This is probably where we see things differently is all. I don't really disagree with the general ideas above, but I don't think the variety of the Imperium actually fills weaknesses in a way that impacts the playstyle. Part of that is simply because there's really not all that much variety. Generally speaking, a huge portion of the Imperium sports are pretty similar statline and uses and consistent set of weapons. Some kind of specialize in one weapon type over the other, but everything still falls into a similar playstyle of mixed arms shooting with primarily that's generally focused around heroes designed to fight other heroes after the chaff has been thinned by gunfire.
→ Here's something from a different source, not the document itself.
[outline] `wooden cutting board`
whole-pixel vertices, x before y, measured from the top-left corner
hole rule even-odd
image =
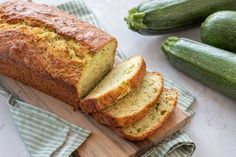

As I see it, despite having a huge array of options, there's so much reuse that it still has a pretty distinct playstyle. There's no Imperium list that replicates a Green Tide or Tyranid swarm. Nothing can attempt to win purely in the shooting phase like Tau, or dominate with speed and psychic tricks like Eldar. The weaknesses soup patches over are the stuff you see in immature factions for other games. Gaps in the model lineup that only exist because its an incomplete design. In 40k's case, a lot of this is simply because in the past GW repeatedly passed off each new Imperial kit as its own faction. I don't consider things like a total lack of super heavies or disposable troops to be the kind of features you want to differentiate your armies with. They're the kind of thing that people ask when they get their version and when it comes to the Imperium, that's not something we need to wait for new model lines to produce.